I'm a Jr. Data Scientist and I'm trying to solve a problem that may be simple for experienced programmers. I'm dealing with Big Data on GCP and I need to optimize my code.
[...]
def send_to_bq(self, df):
result = []
for i, row in df[["id", "vectors", "processing_timestamp"]].iterrows():
data_dict = {
"processing_timestamp": str(row["processing_timestamp"]),
"id": row["id"],
"embeddings_vector": [str(x) for x in row["vectors"]],
}
result.append(data_dict)
[...]
Our DataFrame have the following pattern:
id name \
0 3498001704 roupa natal flanela animais estimacao traje ma...
vectors \
0 [0.4021441, 0.45425776, 0.3963987, 0.23765437,...
processing_timestamp
0 2021-10-26 23:48:57.315275
Using iterrows on a DataFrame is too slow. I've been studying alternatives and I know that:
- I can use apply
- I can vectorize it through Pandas Series (better than apply)
- I can vectorize it through Numpy (better that Pandas vectorization)

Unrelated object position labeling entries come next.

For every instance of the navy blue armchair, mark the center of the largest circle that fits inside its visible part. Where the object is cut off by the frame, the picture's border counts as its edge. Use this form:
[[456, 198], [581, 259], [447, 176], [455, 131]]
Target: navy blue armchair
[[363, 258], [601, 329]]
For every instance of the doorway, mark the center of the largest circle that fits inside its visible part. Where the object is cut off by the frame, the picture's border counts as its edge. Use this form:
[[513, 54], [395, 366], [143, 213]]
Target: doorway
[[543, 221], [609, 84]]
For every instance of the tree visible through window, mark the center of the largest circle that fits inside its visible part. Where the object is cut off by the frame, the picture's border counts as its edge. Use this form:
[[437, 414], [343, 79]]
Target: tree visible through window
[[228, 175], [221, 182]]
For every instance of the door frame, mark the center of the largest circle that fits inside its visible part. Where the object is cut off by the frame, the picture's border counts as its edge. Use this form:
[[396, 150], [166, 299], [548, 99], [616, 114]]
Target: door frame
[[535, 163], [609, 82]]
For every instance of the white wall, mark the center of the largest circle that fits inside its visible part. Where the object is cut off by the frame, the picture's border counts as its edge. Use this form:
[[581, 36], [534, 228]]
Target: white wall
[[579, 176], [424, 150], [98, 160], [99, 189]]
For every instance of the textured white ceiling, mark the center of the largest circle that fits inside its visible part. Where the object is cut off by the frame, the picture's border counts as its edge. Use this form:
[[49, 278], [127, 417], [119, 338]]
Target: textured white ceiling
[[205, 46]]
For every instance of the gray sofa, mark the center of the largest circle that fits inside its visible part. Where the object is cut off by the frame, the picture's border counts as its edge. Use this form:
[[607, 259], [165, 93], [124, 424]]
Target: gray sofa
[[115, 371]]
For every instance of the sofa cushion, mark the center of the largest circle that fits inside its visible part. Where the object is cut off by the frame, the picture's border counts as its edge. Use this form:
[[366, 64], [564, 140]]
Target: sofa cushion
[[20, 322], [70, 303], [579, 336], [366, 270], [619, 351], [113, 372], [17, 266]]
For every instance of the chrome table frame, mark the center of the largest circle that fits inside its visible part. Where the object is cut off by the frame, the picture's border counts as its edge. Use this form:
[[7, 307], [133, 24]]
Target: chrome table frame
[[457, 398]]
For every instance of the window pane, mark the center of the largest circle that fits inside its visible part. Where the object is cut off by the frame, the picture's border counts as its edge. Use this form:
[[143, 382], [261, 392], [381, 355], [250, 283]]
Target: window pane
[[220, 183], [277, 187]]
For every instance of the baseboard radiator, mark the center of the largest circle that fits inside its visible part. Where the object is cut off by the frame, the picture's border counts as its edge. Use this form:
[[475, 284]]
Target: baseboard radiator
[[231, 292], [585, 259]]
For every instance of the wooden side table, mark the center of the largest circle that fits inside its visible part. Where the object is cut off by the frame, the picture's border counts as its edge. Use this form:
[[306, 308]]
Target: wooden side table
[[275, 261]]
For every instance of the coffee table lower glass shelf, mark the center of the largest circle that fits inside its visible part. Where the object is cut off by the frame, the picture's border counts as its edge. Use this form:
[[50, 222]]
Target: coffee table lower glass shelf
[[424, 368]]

- I can use Swifter - which uses apply method and then decides the better solution for you between Dask, Ray and vectorization
But I don't know how I can transform my code for those solutions.
Can anyone help me demonstrating a solution for my code? One is enough, but if someone could show more than one solution would be really educational for this matter.
Any help I will be more than grateful!